Nine Reasons Seeing ABT's Swan Lake Lifted My Heart Last Week
1) The Metropolitan Opera House seats 3,800 people. 95 percent of those seats were occupied. A diverse and buoyant crowd of ballet fans stretched across Lincoln Center and around the block on a gorgeous summer night.
2) The artisanal beauty of the costumes was a glorious antidote to mass produced homogeneity.
3) I had a rather extreme "partial view" seat in the front box of the dress circle (way up high), so the orchestra and the dancers took up equal space in my field of vision. Because the familiar music floated directly up, I heard notes I had literally never heard before.
4) Misty Copeland's Odette was human, vulnerable, birdlike, and with the speediest exquisite battement battu. She glowed with humility.
5) Sarah Lane performed the Black Swan pas de deux in place of Misty Copeland. Her crystalline execution and persuasively icy beauty turned a potentially disappointing situation into a treat.
6) Calvin Royal III delighted the entire audience as a glamorously entrancing bad guy.
7) The choreography reminded me of rich, varied, exciting possibilities for grand allegro combinations for women.
8) The audience roared with such warm and spontaneous appreciation--for Misty Copeland, yes--but also for all of the dancers.
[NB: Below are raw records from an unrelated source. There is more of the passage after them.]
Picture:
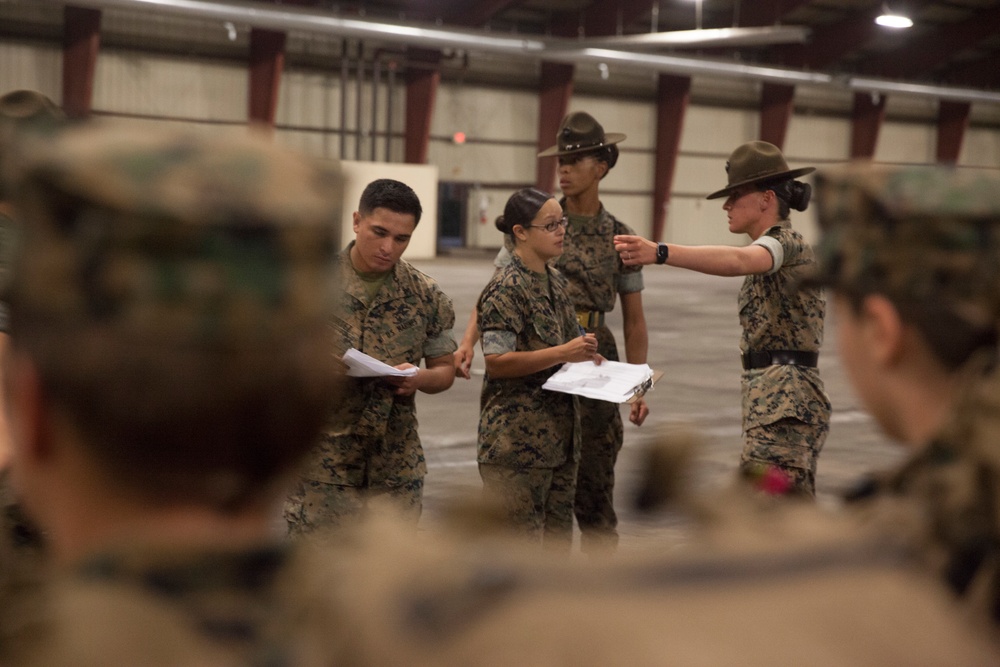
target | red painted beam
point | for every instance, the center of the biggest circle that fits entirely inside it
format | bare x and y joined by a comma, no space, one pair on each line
555,90
672,96
423,75
267,60
953,121
775,112
81,43
866,121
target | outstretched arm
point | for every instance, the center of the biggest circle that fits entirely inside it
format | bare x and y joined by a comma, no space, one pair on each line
437,376
519,364
467,347
711,259
636,344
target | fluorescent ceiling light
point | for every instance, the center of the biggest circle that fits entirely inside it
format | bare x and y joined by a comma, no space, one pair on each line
889,20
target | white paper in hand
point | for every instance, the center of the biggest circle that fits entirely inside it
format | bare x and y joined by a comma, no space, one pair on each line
612,381
360,364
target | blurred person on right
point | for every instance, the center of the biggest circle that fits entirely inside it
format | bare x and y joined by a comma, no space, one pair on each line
912,258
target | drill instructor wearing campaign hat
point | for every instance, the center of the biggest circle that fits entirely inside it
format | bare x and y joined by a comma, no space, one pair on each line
786,413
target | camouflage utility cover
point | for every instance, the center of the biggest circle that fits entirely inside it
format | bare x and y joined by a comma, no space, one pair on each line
914,234
146,232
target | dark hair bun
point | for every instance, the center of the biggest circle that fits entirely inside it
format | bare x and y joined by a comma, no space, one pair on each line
800,194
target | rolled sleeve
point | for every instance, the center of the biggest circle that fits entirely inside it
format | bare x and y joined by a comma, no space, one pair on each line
499,342
773,246
630,282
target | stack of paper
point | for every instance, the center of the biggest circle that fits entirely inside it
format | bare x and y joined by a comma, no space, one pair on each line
360,364
612,381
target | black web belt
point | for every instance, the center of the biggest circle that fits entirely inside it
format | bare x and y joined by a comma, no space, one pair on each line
767,358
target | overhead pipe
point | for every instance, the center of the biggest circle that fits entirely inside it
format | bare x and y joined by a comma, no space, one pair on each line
279,17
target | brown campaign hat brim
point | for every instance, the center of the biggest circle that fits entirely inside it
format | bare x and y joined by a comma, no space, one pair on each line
610,138
779,176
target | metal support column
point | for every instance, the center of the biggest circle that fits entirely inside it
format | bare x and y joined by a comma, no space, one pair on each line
953,121
267,60
555,89
81,43
423,74
673,93
866,121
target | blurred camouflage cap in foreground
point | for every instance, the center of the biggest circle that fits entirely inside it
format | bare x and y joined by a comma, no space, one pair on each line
913,234
173,237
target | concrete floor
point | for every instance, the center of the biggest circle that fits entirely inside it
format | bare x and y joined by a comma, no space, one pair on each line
693,338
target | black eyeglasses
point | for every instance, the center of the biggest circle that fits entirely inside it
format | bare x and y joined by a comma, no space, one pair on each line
554,225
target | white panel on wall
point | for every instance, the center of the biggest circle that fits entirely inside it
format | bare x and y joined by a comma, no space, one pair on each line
717,130
981,148
488,163
635,118
144,83
485,113
906,142
812,138
31,66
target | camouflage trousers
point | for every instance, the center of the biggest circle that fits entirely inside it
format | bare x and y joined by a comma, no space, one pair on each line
789,445
538,501
317,506
600,441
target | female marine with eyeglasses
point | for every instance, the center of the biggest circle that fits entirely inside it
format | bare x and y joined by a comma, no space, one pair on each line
786,413
529,437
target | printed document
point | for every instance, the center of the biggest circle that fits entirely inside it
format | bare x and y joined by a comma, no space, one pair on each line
612,381
360,364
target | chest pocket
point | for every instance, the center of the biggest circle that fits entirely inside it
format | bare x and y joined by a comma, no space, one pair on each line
547,329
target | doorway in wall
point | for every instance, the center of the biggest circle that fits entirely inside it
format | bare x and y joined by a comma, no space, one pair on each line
453,204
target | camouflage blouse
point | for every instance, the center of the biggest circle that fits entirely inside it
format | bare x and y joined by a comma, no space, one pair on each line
776,315
522,425
372,436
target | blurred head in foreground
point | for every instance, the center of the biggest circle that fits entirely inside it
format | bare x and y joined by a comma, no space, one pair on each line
169,308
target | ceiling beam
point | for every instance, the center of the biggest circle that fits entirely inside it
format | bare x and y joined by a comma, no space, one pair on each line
475,13
929,51
832,42
982,73
759,14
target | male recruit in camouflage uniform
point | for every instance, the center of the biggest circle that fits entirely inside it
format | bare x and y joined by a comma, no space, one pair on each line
524,429
371,447
169,327
927,241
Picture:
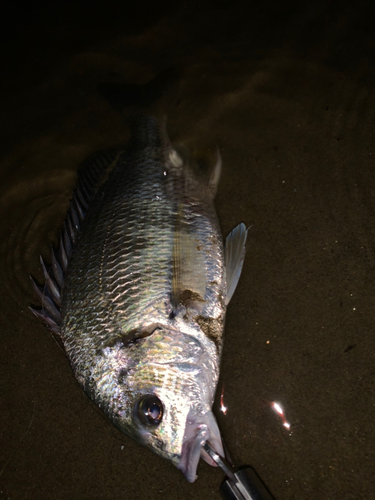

9) There's been some discussion about why the lead role was divided and whether that situation was fair to Sarah Lane. I'll leave that for others. I was genuinely moved to see two principal dancers sharing the bows and curtain calls with such grace, warmth, and mutual support. It reinforced my own experience with the dancers in Full Circle Dance Company. The Black Swan myth is wrong. Real dancers--generous, intelligent, hardworking artists interested in excellence--so often have each other's backs.